The difference between a product and a service. Here’s the problem: there’s no clear-cut difference, especially in the context of B2B solutions.
That’s because all products come with some degree of service which affects their value. This is true whether the buyer is a business or an individual buying a non-business item, like Zappos shoes. B2C sales like this are not the context of this newsletter but offer perspective. Because every time you’ve bought a “product”, you have also bought “service” with it.
So what’s the difference? Degree – of two things in particular.
High-touch vs low-touch sales. In the ideation worksheet I sent yesterday, I talked about high-touch and low-touch sales in devising productized services.
Touch is the amount of interaction but also the length of time they span.
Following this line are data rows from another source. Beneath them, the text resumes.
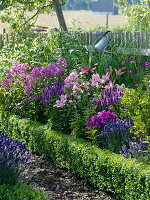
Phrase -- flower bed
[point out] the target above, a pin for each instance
(101, 99)
(126, 178)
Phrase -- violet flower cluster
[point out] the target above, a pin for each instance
(14, 155)
(135, 148)
(97, 121)
(109, 96)
(30, 79)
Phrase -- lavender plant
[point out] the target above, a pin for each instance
(14, 158)
(22, 90)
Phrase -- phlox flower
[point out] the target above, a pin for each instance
(72, 79)
(105, 77)
(95, 80)
(109, 85)
(26, 99)
(86, 70)
(98, 121)
(119, 72)
(62, 101)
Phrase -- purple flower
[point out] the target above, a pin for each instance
(109, 96)
(26, 99)
(136, 84)
(14, 155)
(97, 121)
(62, 61)
(134, 148)
(132, 72)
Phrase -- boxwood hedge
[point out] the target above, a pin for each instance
(127, 179)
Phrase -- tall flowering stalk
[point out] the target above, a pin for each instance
(14, 158)
(29, 87)
(109, 96)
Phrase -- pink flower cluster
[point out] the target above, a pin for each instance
(75, 87)
(97, 121)
(31, 80)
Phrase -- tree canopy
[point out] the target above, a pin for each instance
(15, 11)
(138, 13)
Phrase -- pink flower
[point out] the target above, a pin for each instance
(72, 79)
(62, 102)
(86, 70)
(119, 72)
(110, 70)
(95, 80)
(136, 84)
(109, 85)
(132, 72)
(26, 99)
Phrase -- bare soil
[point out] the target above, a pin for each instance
(60, 184)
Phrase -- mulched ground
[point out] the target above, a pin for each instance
(60, 184)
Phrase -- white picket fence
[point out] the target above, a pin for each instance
(133, 41)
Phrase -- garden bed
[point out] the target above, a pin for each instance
(125, 178)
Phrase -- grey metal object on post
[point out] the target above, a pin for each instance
(102, 44)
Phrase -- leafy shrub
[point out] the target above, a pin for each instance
(20, 192)
(14, 158)
(128, 178)
(22, 89)
(136, 106)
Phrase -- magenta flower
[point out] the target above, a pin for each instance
(98, 121)
(62, 61)
(86, 70)
(26, 99)
(132, 72)
(136, 84)
(36, 98)
(6, 83)
(119, 72)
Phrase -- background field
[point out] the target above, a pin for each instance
(82, 19)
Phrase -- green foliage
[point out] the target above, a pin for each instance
(128, 179)
(7, 176)
(20, 192)
(138, 15)
(136, 104)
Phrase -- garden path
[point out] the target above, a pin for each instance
(60, 184)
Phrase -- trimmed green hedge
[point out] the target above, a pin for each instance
(20, 192)
(127, 179)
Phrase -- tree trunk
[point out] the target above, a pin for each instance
(60, 15)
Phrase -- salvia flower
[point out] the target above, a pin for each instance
(62, 61)
(98, 121)
(13, 154)
(109, 96)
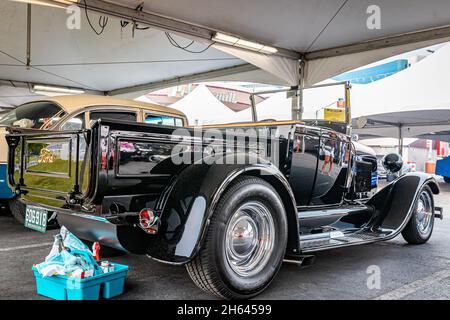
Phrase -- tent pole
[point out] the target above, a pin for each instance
(28, 36)
(253, 106)
(297, 99)
(348, 109)
(400, 140)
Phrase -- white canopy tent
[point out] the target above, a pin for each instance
(328, 36)
(411, 103)
(202, 107)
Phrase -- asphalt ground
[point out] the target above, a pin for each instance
(405, 271)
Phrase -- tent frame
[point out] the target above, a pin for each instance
(297, 92)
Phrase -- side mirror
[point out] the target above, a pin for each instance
(392, 162)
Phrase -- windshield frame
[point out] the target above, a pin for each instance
(53, 126)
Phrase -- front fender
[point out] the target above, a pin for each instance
(190, 204)
(394, 204)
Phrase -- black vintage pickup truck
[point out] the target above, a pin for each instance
(231, 202)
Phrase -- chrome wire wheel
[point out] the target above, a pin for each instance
(424, 213)
(250, 237)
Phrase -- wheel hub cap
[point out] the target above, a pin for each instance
(424, 213)
(249, 238)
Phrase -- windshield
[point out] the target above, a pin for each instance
(36, 115)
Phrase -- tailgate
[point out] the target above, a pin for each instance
(49, 167)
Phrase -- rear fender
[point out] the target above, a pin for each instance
(394, 204)
(192, 198)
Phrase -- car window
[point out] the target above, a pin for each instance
(36, 115)
(74, 123)
(115, 115)
(163, 120)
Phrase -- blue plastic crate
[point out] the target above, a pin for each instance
(107, 285)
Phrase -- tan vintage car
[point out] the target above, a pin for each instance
(74, 113)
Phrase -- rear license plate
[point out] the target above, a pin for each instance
(36, 218)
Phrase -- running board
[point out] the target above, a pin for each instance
(336, 239)
(300, 260)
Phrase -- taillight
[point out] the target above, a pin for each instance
(148, 221)
(104, 160)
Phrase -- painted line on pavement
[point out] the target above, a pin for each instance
(37, 245)
(414, 286)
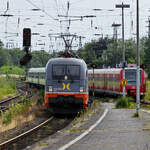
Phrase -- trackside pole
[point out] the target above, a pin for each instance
(93, 91)
(138, 64)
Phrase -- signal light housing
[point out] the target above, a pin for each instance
(24, 60)
(27, 37)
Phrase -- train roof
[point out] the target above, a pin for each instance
(61, 60)
(32, 70)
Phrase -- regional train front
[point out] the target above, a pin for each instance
(66, 89)
(130, 75)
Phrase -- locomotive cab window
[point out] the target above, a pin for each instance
(72, 71)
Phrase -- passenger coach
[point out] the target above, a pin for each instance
(109, 81)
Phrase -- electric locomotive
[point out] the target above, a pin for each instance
(66, 85)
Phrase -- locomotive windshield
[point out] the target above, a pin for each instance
(130, 75)
(72, 71)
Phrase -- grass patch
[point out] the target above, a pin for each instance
(15, 110)
(7, 88)
(124, 102)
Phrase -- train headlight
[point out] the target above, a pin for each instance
(81, 89)
(50, 89)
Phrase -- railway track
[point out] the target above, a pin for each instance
(29, 137)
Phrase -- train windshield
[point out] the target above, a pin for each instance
(130, 75)
(71, 71)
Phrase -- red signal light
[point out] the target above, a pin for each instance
(27, 37)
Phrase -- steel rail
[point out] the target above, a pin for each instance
(10, 141)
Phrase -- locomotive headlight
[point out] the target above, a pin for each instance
(50, 89)
(81, 89)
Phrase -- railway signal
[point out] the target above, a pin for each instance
(24, 60)
(26, 37)
(26, 44)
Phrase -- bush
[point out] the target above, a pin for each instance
(124, 102)
(15, 110)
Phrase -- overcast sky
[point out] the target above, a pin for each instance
(24, 17)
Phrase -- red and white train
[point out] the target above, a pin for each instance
(110, 81)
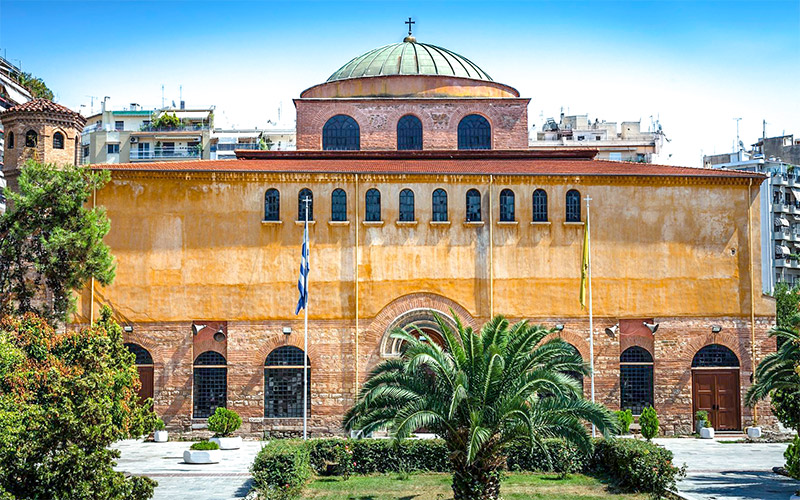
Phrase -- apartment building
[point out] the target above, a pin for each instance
(135, 134)
(626, 142)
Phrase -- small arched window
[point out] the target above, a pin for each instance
(407, 206)
(31, 139)
(305, 194)
(573, 206)
(507, 212)
(341, 133)
(339, 205)
(409, 133)
(439, 205)
(473, 205)
(272, 205)
(474, 132)
(540, 205)
(373, 208)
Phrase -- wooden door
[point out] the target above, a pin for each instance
(717, 392)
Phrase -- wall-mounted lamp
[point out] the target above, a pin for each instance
(651, 326)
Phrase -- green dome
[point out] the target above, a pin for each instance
(409, 58)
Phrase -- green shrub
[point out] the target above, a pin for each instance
(281, 469)
(648, 420)
(205, 445)
(625, 419)
(224, 422)
(637, 466)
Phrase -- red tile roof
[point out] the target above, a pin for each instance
(452, 162)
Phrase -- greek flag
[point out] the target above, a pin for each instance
(302, 282)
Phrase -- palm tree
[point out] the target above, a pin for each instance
(481, 392)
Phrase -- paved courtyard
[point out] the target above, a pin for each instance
(734, 471)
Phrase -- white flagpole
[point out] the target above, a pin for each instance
(589, 276)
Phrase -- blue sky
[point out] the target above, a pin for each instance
(694, 65)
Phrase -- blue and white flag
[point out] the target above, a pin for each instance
(302, 282)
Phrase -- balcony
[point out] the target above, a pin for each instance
(165, 154)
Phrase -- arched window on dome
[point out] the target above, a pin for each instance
(341, 133)
(409, 133)
(58, 140)
(31, 139)
(474, 132)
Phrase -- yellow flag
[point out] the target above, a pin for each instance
(584, 266)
In the extreme case, a customized services sales cycle can span a year or more. Prime examples:
- enterprise custom software and/or website development
- enterprise software platform adoption and data migration
- the construction of high-employment office complexes or factories
And even in less extreme cases than those three, services tend to have can last a long time and involved many conversations. This is what you’d call a messy sales process. I say messy because there’s no repeatable way to structure, anticipate, or organize this level of complexity.
Messy-ness is equally inevitable for a $5,000 website, a $50,000 website, or a $500,000 one. Meetings, presentations, emails, memos, conference calls, proposals. And plenty of miscommunications. Most of us have witnessed SomethingSomething_v18-Final(3).pdf. That’s the typical cruft of the high-touch sale of services.
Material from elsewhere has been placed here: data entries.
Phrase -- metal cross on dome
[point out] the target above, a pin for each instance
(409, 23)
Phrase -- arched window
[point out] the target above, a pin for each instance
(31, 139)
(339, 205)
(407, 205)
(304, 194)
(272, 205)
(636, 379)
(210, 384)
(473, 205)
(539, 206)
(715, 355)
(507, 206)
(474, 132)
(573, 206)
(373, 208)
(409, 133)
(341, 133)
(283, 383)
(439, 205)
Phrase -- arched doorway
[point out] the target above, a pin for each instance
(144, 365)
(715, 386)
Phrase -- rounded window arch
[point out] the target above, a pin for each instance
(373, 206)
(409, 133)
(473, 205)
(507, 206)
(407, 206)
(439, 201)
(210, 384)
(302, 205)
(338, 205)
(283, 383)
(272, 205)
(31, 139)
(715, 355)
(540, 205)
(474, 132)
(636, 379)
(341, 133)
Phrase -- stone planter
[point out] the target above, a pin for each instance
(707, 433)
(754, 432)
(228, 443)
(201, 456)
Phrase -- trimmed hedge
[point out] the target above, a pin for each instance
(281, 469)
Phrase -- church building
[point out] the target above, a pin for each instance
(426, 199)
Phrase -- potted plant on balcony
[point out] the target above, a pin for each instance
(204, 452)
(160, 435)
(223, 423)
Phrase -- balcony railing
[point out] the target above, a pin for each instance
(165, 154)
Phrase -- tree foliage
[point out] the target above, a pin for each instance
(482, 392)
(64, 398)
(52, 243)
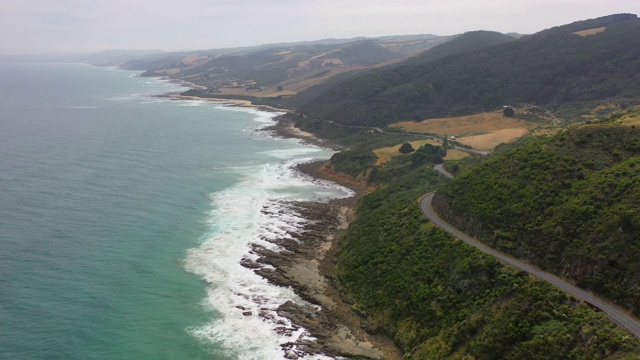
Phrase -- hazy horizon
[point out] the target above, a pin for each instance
(75, 26)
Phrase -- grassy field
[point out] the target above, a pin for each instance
(386, 154)
(481, 131)
(491, 140)
(454, 154)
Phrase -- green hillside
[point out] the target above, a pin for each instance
(569, 203)
(550, 68)
(441, 299)
(464, 43)
(467, 42)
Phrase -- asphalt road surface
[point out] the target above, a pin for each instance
(618, 316)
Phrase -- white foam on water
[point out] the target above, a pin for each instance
(256, 211)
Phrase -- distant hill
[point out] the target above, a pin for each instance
(467, 42)
(278, 70)
(554, 66)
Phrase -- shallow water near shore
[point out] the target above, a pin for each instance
(124, 218)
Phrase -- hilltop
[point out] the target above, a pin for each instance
(554, 67)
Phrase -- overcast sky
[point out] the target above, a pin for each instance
(53, 26)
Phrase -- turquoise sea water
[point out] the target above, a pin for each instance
(124, 216)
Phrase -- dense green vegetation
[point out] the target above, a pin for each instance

Enterprise software product businesses also have slow-paced and multi-touch sales processes. That’s because they always sell services with their products. Salesforce is a prime example.
First, a qualifying call. Then a basic product demo or two. Then perhaps a solution prototype demo, more calls, estimates, interviews, etc., to define things like product implementation, migration, integration, etc.
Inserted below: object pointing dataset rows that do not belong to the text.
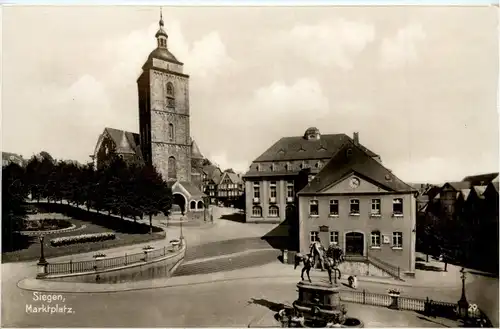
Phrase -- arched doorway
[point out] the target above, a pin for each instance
(180, 201)
(354, 243)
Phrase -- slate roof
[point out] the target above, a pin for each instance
(121, 138)
(192, 189)
(213, 173)
(465, 192)
(483, 179)
(359, 162)
(130, 143)
(299, 148)
(16, 158)
(458, 186)
(195, 151)
(495, 183)
(480, 191)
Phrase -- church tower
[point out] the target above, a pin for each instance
(164, 112)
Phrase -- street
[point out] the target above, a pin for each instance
(219, 303)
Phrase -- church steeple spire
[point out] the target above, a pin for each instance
(161, 35)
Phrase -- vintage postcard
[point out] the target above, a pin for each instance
(250, 165)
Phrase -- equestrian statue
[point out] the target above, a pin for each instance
(328, 259)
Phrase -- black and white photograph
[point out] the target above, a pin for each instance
(250, 165)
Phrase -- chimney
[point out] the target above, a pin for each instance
(355, 138)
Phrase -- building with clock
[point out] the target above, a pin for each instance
(357, 203)
(164, 128)
(274, 178)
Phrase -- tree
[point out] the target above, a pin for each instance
(155, 195)
(14, 194)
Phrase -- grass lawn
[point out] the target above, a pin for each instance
(127, 233)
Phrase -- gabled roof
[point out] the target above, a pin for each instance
(8, 156)
(494, 183)
(483, 179)
(195, 151)
(299, 148)
(192, 189)
(235, 178)
(457, 186)
(479, 190)
(126, 142)
(358, 161)
(213, 173)
(465, 192)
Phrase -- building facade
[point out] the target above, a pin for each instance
(357, 203)
(164, 128)
(230, 188)
(273, 179)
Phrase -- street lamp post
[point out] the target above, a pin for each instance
(42, 262)
(463, 305)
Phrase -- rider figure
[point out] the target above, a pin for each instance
(317, 256)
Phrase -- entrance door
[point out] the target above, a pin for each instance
(354, 243)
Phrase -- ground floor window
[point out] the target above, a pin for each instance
(257, 211)
(273, 211)
(314, 236)
(375, 239)
(334, 237)
(397, 239)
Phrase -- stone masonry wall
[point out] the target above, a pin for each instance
(162, 115)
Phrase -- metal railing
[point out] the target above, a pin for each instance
(107, 263)
(395, 271)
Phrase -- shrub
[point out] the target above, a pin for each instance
(83, 238)
(46, 224)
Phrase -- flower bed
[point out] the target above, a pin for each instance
(84, 238)
(46, 224)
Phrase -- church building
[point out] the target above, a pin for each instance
(164, 128)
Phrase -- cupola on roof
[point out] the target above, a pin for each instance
(161, 51)
(312, 133)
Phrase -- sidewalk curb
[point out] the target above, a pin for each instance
(39, 285)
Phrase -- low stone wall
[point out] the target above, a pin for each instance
(362, 269)
(157, 268)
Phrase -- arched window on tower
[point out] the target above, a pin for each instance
(170, 94)
(170, 89)
(172, 168)
(170, 131)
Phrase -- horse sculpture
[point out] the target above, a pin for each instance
(329, 259)
(308, 264)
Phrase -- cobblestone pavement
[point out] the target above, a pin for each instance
(224, 304)
(230, 263)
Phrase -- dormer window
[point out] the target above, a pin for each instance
(312, 134)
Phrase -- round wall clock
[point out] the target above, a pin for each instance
(354, 182)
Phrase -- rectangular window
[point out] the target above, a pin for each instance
(397, 240)
(375, 237)
(272, 189)
(334, 207)
(313, 208)
(314, 236)
(375, 207)
(256, 211)
(397, 207)
(256, 190)
(289, 189)
(354, 210)
(334, 237)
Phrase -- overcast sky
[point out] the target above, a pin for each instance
(418, 83)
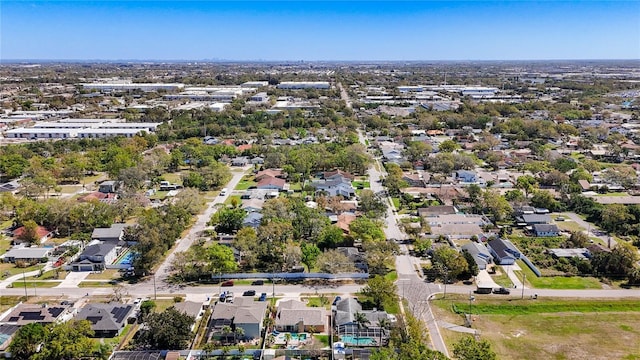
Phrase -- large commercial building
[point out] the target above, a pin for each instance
(128, 86)
(81, 128)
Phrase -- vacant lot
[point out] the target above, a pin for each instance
(551, 329)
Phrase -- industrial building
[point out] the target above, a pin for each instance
(297, 85)
(128, 86)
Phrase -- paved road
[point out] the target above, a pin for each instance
(410, 286)
(183, 244)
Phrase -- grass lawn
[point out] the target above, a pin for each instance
(159, 195)
(5, 244)
(174, 178)
(50, 275)
(551, 329)
(318, 301)
(501, 278)
(95, 284)
(619, 193)
(363, 184)
(295, 186)
(107, 274)
(557, 282)
(568, 225)
(32, 284)
(396, 203)
(246, 183)
(324, 339)
(393, 276)
(10, 269)
(230, 199)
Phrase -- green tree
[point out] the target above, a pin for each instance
(450, 261)
(527, 183)
(228, 220)
(66, 341)
(361, 320)
(365, 230)
(544, 199)
(448, 146)
(381, 291)
(26, 341)
(330, 237)
(168, 330)
(468, 348)
(334, 262)
(310, 253)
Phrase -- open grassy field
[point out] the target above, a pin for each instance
(245, 183)
(35, 284)
(557, 282)
(552, 329)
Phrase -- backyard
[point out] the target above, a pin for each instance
(550, 329)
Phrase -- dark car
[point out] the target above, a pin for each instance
(502, 291)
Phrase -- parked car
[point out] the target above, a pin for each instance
(502, 291)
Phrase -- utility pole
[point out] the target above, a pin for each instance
(24, 280)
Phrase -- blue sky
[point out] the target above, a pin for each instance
(327, 30)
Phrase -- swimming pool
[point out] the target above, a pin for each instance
(358, 340)
(125, 259)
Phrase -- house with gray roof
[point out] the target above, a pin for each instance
(112, 234)
(480, 253)
(295, 316)
(107, 320)
(336, 186)
(503, 251)
(344, 320)
(95, 257)
(244, 313)
(546, 230)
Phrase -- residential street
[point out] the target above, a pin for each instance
(201, 223)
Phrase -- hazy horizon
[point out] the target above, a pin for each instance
(335, 31)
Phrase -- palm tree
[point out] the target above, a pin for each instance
(268, 322)
(208, 349)
(361, 320)
(239, 333)
(383, 324)
(226, 330)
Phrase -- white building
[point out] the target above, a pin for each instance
(102, 133)
(128, 86)
(260, 97)
(255, 84)
(295, 85)
(36, 133)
In the above scenario, the product per se might be sold low-touch, in theory, but the solution as a whole is a high-touch sale.
In contrast, standalone digital product solutions sell in a low-touch way. Examples:
- An ebook from Amazon
That’s the model for productizing our services. The closer the sale of your services gets to those three experiences, the more of a product it is.
And the lower-touch your product, the better positioned you are, psychologically, for a low-touch delivery thereof.
High-touch vs low-touch delivery. The delivery is everything that happens after a solution is sold and before a transaction is concluded.
As is the case with sales, delivery can be either high-touch or low-touch for either products or services.
But the goal of productized services delivery is simplicity. Simple for you the provider to give, and simple for your client to get. Here’s where repeatable processes do make a difference. Less total value can be delivered in a product than through custom services – at least to a single client. The high-touch of customized services, custom-tailored to map to client problems, is exactly what makes them so valuable.
Still a good idea to productize services?
Which is a good point to end on – productizing all services may not be ideal for your firm. It’s less profitable for a small tech firm with a niche market to solve fewer problems for one of its clients. And products always solve fewer problems than custom services and therefore create less value. Therefore products command smaller fees.
If you do choose to productize services then, try a hybrid of productized and customized services. Just as many small SaaS firms can emulate the 800 pound gorillas like Salesforce, and sell customized solutions on top of their products.
Then there’s the content marketing dimension – the lowest end information products act like high-value content. Cheatsheets, guides, checklists, are just a few examples – I want to talk about how to build them, as I have products on the mind!